The HiliteText function returns three pairs of byte offsets that mark the onscreen ranges of text to be highlighted. This is because for bidirectional text, although the characters are contiguous in memory, their displayed glyphs can include up to three separate ranges of text.
The HiliteText function takes into account the fact that to highlight the complete range of text whose beginning and ending byte offsets you pass it, it must return byte offsets that encompass the glyphs of the first and last characters in the text segment. To determine the correct offset pairs, HiliteText relies on the primary line direction as specified by the SysDirection global variable.
Before calling HiliteText, you must set up an offset table (of type OffsetTable) in your application to hold the results. You can consider the offset table to be a set of three offset pairs.

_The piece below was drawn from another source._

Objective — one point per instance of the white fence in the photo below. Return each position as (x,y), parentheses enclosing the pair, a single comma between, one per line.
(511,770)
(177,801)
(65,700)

If the two offsets in any pair are equal, the pair is empty and you can ignore it. Otherwise the pair identifies a run of characters whose glyphs are to be highlighted.
The offsets that HiliteText returns depend on the primary line direction as defined by the SysDirection global variable. If you change the value of SysDirection, HiliteText returns the offset that is meaningful according to the primary line direction for ambiguous offsets on the boundary of right-to-left and left-to-right text.
The HiliteText function may move memory; do not call this function at interrupt time.
Supported in Carbon. Available in Carbon 1.0.2 and later when running Mac OS 8.1 or later.